DONNAS - GRESSONEY
Sottotitolo: "Vale la pena fare il Tor solo perché ad un certo punto arrivi al ristoro di Perloz, poi sali fino al Col Carisey e
andando verso il Coda, guardi a destra e vedi la pianura Padana e pensi che purtroppo sei già a metà strada!"
Cammino svogliato sulla statale fino a Point Saint Martin.
Qui scopro con tristezza che quest'anno non c'è neanche il diavolo...sì, il diavolo,
ovvero un volontor vestito da Diavolo che tenta di comprarti l'anima...!
Per fortuna c'è ancora il ponte del Diavolo...altrimenti Pont Saint Martin non si chiamerebbe più così.

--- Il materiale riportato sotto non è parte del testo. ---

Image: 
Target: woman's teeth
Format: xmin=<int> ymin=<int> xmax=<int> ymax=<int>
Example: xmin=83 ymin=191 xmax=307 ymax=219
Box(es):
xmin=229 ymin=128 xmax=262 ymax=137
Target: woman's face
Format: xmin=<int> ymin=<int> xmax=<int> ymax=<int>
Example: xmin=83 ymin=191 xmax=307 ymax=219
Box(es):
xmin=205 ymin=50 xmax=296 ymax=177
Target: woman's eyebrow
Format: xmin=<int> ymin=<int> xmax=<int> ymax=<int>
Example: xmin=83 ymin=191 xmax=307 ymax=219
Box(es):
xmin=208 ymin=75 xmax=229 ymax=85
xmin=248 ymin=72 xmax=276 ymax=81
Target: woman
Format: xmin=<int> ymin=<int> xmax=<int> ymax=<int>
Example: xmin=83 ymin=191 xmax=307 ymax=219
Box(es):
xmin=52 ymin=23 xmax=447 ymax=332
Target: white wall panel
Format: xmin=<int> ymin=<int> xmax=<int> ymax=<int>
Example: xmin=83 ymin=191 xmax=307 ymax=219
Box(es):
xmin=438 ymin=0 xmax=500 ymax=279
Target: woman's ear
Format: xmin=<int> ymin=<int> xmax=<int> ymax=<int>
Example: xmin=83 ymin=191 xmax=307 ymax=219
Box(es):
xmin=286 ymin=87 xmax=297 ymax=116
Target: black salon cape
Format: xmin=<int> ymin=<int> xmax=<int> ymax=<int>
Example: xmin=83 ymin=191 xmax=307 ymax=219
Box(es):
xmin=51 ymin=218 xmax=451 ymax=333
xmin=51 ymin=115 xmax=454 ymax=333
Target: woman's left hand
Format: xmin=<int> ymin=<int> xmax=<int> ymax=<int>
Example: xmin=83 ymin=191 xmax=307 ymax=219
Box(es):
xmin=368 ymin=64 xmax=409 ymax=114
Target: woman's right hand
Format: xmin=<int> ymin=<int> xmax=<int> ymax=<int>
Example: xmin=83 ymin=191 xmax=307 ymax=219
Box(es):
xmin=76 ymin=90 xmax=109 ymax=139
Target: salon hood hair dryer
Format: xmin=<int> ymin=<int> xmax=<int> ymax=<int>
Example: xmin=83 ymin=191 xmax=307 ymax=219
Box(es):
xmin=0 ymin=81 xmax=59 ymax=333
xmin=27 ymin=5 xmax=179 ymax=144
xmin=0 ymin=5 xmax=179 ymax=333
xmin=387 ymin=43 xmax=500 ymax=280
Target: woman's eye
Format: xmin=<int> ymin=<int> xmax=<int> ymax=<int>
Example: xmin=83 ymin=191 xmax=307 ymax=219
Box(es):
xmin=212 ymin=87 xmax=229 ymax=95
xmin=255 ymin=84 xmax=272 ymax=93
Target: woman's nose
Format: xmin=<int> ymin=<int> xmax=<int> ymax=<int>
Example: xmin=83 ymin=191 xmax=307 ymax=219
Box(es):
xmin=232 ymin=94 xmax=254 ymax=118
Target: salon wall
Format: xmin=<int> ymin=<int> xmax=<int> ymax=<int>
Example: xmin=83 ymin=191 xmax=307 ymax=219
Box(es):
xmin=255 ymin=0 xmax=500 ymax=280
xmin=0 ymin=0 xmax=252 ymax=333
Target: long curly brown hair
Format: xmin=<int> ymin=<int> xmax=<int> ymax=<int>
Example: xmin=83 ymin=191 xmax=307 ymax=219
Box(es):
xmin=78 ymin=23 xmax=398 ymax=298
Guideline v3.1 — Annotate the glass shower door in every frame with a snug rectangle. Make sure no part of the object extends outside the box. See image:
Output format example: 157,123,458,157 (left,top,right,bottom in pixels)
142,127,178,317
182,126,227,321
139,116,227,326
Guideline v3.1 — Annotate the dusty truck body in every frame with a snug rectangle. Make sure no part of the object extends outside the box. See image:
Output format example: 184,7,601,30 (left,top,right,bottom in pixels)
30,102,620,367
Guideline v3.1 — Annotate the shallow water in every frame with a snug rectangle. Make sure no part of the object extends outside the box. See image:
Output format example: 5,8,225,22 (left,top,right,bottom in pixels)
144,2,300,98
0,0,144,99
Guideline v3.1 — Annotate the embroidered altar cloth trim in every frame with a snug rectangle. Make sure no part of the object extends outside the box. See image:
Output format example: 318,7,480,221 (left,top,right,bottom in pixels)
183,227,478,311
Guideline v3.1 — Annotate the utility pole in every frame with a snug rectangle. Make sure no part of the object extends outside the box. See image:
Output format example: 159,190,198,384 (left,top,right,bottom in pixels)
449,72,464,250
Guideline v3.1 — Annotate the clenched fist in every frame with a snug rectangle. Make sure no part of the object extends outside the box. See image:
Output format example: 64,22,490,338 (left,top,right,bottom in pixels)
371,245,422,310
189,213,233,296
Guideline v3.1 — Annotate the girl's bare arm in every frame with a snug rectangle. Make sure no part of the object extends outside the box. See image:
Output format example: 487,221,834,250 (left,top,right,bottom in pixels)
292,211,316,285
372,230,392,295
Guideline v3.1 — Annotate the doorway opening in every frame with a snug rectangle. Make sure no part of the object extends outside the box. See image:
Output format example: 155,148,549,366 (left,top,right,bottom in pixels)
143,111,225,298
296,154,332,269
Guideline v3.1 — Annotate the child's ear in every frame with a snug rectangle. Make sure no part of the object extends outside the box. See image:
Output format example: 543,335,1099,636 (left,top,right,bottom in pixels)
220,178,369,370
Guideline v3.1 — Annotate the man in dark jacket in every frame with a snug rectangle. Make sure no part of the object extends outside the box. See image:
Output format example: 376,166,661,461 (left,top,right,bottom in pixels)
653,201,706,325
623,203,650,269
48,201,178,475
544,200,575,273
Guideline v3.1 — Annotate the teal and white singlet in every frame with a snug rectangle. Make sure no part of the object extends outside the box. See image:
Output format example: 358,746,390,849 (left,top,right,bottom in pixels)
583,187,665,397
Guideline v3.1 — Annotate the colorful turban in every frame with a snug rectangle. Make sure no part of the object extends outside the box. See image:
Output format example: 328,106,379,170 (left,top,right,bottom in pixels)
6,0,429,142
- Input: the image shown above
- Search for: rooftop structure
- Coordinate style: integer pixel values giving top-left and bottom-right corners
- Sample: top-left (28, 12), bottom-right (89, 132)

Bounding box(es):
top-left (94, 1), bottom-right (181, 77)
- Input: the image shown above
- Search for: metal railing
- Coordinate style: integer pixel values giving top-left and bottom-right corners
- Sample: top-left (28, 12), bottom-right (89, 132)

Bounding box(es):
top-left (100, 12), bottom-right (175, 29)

Penso alla leggenda legata a questo ponte e rifletto su come il Tor sia un viaggio nella cultura della Valle d'Aosta,
non solo un viaggio attraverso il suo territorio:
Pont-Saint-Martin, deve il suo nome a un ponte romano, il più grande a campata unica ancora esistente, costruito nel I secolo d.C. per scavalcare il torrente Lys. Secondo la leggenda, San Martino sfidò Satana a costruire in una sola notte un ponte che fosse in grado di superare il torrente. Il santo promise al diavolo che gli avrebbe concesso l'anima di colui che lo avrebbe attraversato per primo.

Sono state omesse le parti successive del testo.